Research in the Tarleton laboratory focuses on the immunology and
pathogenesis of Trypanosoma cruzi infection and the resulting disease
syndrome known as Chagas disease. T. cruzi is a protozoan parasite that infects approximately 18 million people in Latin America with 90 million more at risk of infection. Chagas disease is the single most common cause of congestive heart failure and sudden death in the world and the leading cause of death among young-to-middle-age adults in endemic areas of South America . There are no vaccines for prevention of T. cruzi infection and current chemotherapeutic regimens are of limited efficacy.
T. cruzi is a blood-borne parasite with an extracellular non-replicative trypomastigote stage that circulates throughout the body and an obligate intracellular stage capable of replication within a variety of types of host cells. Soon after invasion of host cells, the trypomastigotes move from the phagolysosome into the host cell cytoplasm during their differentiation into amastigote forms. Within the host cell, the amastigotes undergo a series of divisions resulting in the production of 500 or more progeny from a single invading parasite over the span of 4-5 days. Amastigotes then convert back into trypomastigotes and are released from the host cell, resulting in that cell's destruction, and repeat the cycle of invasion, replication and release. Although the host immune response generally limits the parasite load, there is scant evidence that humans or other mammals can completely clear the infection.

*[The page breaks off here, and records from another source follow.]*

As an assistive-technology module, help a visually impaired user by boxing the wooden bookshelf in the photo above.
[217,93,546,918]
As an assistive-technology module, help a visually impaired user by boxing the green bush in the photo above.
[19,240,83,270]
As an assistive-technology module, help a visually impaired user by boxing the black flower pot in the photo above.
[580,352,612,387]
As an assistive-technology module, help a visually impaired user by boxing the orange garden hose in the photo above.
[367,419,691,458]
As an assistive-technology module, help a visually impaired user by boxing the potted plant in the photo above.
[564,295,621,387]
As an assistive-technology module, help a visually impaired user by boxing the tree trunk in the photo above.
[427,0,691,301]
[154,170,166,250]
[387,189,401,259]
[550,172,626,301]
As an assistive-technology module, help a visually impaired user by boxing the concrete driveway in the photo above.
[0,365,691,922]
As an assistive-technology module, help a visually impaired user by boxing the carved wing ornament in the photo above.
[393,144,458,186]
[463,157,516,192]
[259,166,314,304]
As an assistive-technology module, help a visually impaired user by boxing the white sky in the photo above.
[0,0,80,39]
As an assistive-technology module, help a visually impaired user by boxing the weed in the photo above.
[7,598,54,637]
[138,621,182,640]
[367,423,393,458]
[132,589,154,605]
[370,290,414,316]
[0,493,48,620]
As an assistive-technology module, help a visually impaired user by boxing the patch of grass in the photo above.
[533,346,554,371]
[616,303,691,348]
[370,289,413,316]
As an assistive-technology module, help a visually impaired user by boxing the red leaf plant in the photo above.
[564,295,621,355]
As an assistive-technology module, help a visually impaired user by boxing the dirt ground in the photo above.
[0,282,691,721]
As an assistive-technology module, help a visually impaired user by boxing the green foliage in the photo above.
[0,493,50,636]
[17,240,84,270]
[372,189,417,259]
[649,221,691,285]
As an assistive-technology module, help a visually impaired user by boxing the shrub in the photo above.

Three broad questions are being addressed by the research in the Tarleton lab: 1) How is immune control initiated and maintained during the infection, 2) How does T. cruzi manage to avoid immune clearance and maintain an infection for decades in hosts, and 3) What is the relationship between immunity, parasite persistence, and disease development? The ultimate goals of these investigations are to provide insights into the immunologic basis of parasite control and pathogenesis in T. cruzi infection and to use this information to design methods for prevention of infection or intervention in chronic disease.